U.S. prosecutors on Monday asked a judge to dismiss criminal fraud and conspiracy charges against Indian billionaire Gautam Adani, marking a significant shift in a New York case that had accused him of misleading investors in a large-scale solar project in India.
Adani, among the world’s richest individuals, had been charged in 2024 with conspiracy, securities fraud and wire fraud over allegations tied to Adani Green Energy Ltd. and another firm, relating to a contract to supply 12 gigawatts of solar power to the Indian government.
The Adani Group denied the allegations at the time, describing them as baseless.
“The Department of Justice has reviewed this case and has decided, in its prosecutorial discretion, not to devote further resources to these criminal charges against individual defendants,” prosecutors wrote in a court filing.
Judge Nicholas Garaufis must still approve the request. Prosecutors said lawyers for Adani and co-defendants consented to the move. Adani’s lawyer Robert Giuffra declined to comment.
Adani was never arrested or brought to the United States for trial. Some observers in India had expected the case could be dropped after President Donald Trump last year suspended enforcement of the Foreign Corrupt Practices Act, which prohibits overseas business bribery.
Case details and regulatory fallout
The charges stemmed from allegations that Adani and others engaged in both sides of a solar energy deal, presenting investors with optimistic projections while allegedly offering USD 265 million in bribes to Indian government officials to secure contracts.
The project was linked to a plan to sell solar power sufficient to supply millions of homes and businesses.
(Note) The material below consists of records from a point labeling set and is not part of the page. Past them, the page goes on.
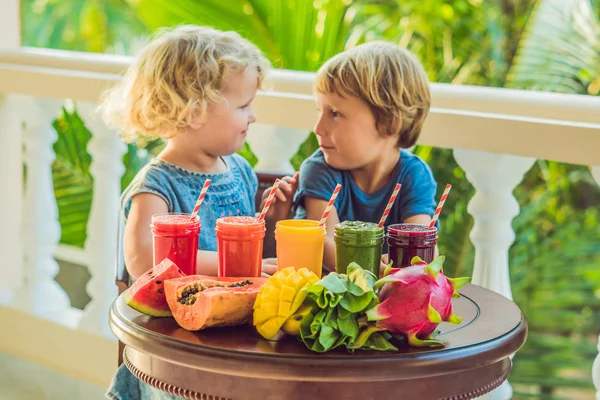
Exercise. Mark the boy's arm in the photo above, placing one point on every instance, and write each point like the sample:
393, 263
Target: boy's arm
314, 210
137, 240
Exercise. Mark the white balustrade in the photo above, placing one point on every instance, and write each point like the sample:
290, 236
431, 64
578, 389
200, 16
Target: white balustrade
11, 179
493, 207
596, 367
107, 150
274, 146
40, 294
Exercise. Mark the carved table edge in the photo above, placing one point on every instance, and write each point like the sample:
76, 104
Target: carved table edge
191, 395
484, 389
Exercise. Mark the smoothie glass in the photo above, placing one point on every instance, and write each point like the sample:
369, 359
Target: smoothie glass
175, 236
239, 246
408, 240
300, 243
359, 242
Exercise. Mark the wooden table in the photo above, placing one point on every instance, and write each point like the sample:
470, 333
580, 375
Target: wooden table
236, 363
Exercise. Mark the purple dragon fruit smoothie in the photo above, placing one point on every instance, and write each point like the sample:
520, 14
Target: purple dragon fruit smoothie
406, 241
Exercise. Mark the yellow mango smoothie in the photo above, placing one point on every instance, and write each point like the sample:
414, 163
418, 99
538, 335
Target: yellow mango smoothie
299, 244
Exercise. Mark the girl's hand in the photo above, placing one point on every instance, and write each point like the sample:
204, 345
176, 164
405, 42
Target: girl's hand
269, 267
282, 202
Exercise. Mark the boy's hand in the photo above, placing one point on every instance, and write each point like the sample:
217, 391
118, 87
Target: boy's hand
282, 202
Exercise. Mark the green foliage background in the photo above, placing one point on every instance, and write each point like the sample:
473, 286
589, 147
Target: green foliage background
550, 45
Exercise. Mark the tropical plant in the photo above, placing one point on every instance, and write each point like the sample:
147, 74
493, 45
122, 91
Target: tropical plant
86, 25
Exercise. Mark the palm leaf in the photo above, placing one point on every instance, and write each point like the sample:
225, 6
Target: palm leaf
560, 51
73, 184
87, 25
278, 27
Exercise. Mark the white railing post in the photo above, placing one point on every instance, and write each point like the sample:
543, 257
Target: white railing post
493, 207
596, 367
11, 161
106, 150
40, 294
11, 178
274, 146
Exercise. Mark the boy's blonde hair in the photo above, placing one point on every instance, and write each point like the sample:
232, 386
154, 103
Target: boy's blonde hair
175, 78
389, 79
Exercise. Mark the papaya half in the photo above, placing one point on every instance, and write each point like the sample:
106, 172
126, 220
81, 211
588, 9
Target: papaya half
198, 302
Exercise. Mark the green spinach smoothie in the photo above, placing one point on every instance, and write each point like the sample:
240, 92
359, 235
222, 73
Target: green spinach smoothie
359, 242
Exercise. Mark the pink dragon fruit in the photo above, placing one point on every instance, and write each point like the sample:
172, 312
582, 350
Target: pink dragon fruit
415, 300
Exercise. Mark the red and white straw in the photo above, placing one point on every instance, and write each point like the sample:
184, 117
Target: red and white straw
438, 210
263, 213
201, 198
337, 189
386, 212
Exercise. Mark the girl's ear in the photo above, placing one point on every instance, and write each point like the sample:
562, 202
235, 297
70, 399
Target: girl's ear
196, 118
195, 123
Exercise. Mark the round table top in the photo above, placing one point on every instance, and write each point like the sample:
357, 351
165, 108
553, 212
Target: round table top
493, 328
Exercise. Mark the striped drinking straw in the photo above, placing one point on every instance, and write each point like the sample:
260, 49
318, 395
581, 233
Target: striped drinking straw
337, 189
200, 198
438, 210
263, 213
386, 212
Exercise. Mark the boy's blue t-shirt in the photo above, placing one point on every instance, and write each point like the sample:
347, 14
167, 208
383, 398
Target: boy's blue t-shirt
417, 195
230, 193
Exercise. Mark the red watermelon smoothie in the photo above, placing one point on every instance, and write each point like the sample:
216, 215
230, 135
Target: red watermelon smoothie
240, 246
175, 236
406, 241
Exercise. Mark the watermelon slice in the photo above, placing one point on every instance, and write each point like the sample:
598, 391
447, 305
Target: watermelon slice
147, 294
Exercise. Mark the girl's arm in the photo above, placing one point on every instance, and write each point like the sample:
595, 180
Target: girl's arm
137, 240
314, 210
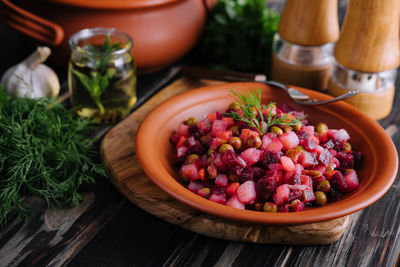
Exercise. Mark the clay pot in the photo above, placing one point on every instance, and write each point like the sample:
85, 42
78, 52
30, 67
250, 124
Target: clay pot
377, 171
163, 30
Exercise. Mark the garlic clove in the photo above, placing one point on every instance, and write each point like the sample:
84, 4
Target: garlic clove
31, 78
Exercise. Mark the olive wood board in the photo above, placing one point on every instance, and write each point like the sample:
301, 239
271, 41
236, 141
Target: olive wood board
119, 157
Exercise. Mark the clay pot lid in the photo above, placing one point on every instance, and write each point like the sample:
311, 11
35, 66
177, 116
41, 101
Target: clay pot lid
113, 4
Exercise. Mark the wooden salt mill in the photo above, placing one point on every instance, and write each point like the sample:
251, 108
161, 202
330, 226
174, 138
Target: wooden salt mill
367, 55
303, 46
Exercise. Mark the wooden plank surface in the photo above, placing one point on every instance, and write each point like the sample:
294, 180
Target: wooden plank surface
110, 231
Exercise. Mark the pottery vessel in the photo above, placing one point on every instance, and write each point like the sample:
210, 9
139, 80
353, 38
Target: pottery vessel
162, 30
377, 172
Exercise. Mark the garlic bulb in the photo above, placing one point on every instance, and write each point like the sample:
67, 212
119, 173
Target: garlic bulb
31, 78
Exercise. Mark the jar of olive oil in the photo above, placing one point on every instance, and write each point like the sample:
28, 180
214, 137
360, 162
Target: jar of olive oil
101, 74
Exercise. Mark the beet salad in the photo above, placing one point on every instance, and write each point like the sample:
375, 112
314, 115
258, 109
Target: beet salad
265, 158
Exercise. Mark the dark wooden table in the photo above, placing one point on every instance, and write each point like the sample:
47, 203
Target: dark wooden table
107, 230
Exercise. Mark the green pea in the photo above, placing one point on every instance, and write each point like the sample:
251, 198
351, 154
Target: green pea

After the case was announced, several international repercussions followed. Kenya’s president cancelled multimillion-dollar airport expansion and energy agreements with Adani. Adani Green Energy also withdrew wind power projects from Sri Lanka after pricing renegotiations were sought, while a French oil major paused new investments.
Regulatory settlements and legal positions
The move to drop criminal charges follows the U.S. Securities and Exchange Commission’s settlement of a related civil lawsuit involving Adani. Earlier, the U.S. Treasury Department’s Office of Foreign Assets Control (OFAC) also settled allegations involving sanctions violations related to LPG imports from Iran, with the Adani Group agreeing to pay USD 275 million and extending cooperation.
In court filings disclosed earlier, Adani’s legal team challenged the SEC case as an “impermissibly extraterritorial application” of US securities law, arguing the matter involved “Indian Defendants, an Indian issuer”, securities not traded on US exchanges, and conduct occurring “exclusively in India”.
They said the SEC “lacked necessary jurisdiction”, failed to establish actionable misstatements, and could not connect the defendants to the bond offering. The filings also said there were “no investor losses”, all bond obligations were honoured, and Gautam Adani “did not authorise the issuance of the bonds”.
Gautam Adani, Sagar Adani and Vneet Jaain were charged under securities and wire fraud statutes (counts 2, 3 and 4), while they were not named in the Foreign Corrupt Practices Act bribery charge or obstruction-related counts brought against other defendants.
The Adani Group has consistently rejected all allegations, calling them unfounded and defending its governance practices.
Adani’s rise from a coal trading business in the 1990s into a diversified conglomerate has included major investments in renewable energy, defence and agriculture. The group built one of the world’s largest solar portfolios and has aimed to become India’s biggest renewable energy player by 2030. He has also maintained close ties with India’s government and Prime Minister Narendra Modi.
The group has faced sustained criticism over its expansion, including allegations from U.S.-based short-seller Hindenburg Research of “brazen stock manipulation” and “accounting fraud”. The Adani Group rejected those claims as “a malicious combination of selective misinformation and stale, baseless and discredited allegations”.
Analysts have previously pointed to the group’s alignment with government policy as a factor in its growth, while critics have described it as crony capitalism—allegations the group has denied.